On Tue, Nov 16, 2010 at 10:22 AM, Hicham Mouline <hicham@mouline.org> wrote:
hello,

Subsequent to a previous thread asking whether to merge MPI and Openmp to parallelize a large problem, I've been advised to go through MPI only as it would be simpler and that MPI implementations on the same box use shared memory which doesn't have a huge cost (still some compared to a uniprocess multithread where objects are actually shared naturally.... writing this, actually a question comes up:
1.  in the "shared memory" of many mpi processes on the same box, is an object (say a list of numbers) actually shared between the 2 processes address spaces? I guess not unless one explicitly make it so with the "shared memory API" (unix specific?)

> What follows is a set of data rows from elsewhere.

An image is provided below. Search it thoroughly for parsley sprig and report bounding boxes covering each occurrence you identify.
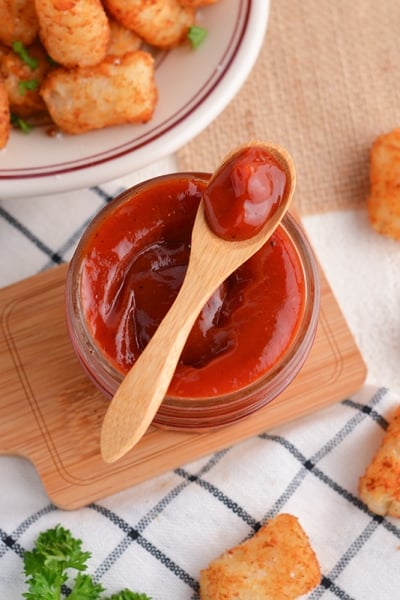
[18,79,39,96]
[12,41,39,71]
[23,525,151,600]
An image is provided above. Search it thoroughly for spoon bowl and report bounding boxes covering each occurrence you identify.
[100,141,296,463]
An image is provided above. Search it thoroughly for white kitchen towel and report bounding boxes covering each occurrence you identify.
[0,160,176,288]
[0,384,399,599]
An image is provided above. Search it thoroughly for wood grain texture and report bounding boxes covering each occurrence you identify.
[0,262,366,509]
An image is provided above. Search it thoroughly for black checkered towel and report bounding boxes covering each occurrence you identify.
[0,384,399,599]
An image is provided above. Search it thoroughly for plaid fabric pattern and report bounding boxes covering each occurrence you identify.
[0,385,399,598]
[1,168,400,598]
[1,160,175,288]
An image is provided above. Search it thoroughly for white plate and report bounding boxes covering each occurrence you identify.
[0,0,270,199]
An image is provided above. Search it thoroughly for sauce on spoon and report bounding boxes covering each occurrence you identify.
[203,145,287,240]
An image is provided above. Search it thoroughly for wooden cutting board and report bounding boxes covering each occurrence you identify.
[0,262,366,510]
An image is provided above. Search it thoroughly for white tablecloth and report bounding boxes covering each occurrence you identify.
[1,156,400,599]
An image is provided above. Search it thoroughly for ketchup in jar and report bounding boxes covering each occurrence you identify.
[66,170,320,430]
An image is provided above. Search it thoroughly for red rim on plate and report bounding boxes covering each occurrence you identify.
[0,0,270,196]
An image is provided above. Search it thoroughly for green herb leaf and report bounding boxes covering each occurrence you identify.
[18,79,39,96]
[10,113,32,133]
[187,25,208,49]
[67,573,104,600]
[104,590,152,600]
[22,525,152,600]
[22,570,67,600]
[23,524,90,575]
[12,41,38,70]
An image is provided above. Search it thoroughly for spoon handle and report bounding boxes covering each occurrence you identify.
[100,264,214,463]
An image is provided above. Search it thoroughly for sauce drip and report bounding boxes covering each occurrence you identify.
[203,146,287,241]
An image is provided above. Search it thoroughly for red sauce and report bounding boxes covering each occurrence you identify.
[203,146,287,240]
[80,175,305,398]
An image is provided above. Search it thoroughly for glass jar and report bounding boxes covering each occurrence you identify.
[65,172,321,431]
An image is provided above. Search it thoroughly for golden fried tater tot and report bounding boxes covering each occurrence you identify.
[35,0,110,68]
[103,0,195,49]
[107,19,142,57]
[0,0,39,47]
[0,42,51,118]
[0,76,10,149]
[40,50,157,134]
[200,514,321,600]
[367,128,400,240]
[359,405,400,517]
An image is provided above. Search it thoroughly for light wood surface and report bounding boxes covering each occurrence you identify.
[0,260,366,509]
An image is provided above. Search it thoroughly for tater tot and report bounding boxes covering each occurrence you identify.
[0,42,51,118]
[107,18,142,57]
[0,76,10,149]
[0,0,39,47]
[367,128,400,240]
[34,0,110,68]
[200,514,321,600]
[103,0,195,49]
[40,50,158,134]
[359,405,400,517]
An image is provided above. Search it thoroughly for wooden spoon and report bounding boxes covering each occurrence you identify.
[100,142,296,463]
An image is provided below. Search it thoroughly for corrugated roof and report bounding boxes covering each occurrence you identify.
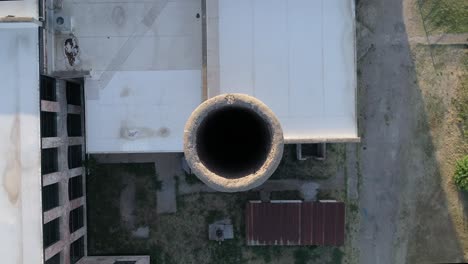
[246,201,345,246]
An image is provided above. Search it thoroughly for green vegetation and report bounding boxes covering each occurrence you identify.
[87,162,162,263]
[148,244,173,264]
[293,248,312,264]
[454,155,468,191]
[331,248,344,264]
[87,162,342,264]
[348,203,359,214]
[205,209,224,224]
[271,144,346,180]
[185,171,203,185]
[208,239,244,264]
[455,54,468,139]
[250,246,283,263]
[270,190,302,200]
[419,0,468,34]
[124,162,157,176]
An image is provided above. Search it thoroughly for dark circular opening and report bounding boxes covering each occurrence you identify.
[56,17,64,25]
[196,106,272,179]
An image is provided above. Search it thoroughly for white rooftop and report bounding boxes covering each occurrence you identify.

In MPI, each process has access only to the memory that it directly controls, and data must be explicitly transferred between processes, even if that memory is physically shared.  If you break that model, you are playing with fire.


So, I currently have a serial application with a GUI that runs some calculations.
My next step is to use OpenMPI with the help of the Boost.MPI wrapper library in C++ to parallelize those calculations.
There is a set of static data objects created once at startup or loaded from files.

2. what are the pros/cons of loading the static data objects individually from each separate mpi process vs broadcasting the static data via MPI itself after only the master reads/sets up the static data?

It is easier to load them from disk on each process (you don't have to deal with serialization and passing the structure).  Typically you will not see a performance problem if this is only a one-time startup cost and if you are not loading massive data files from a file system with weak IO capabilities onto very many MPI processes.

3. Is it possible to choose the binary archive instead of the text archive when serializing my user-defined types?
Where do I deal with the endianness issue given that I may have Intel/Sparc/PowerPC CPUs?

Not sure how boost::serialization handles that one...   There are probably compiler flags that you can set to change endian-ness if needed though.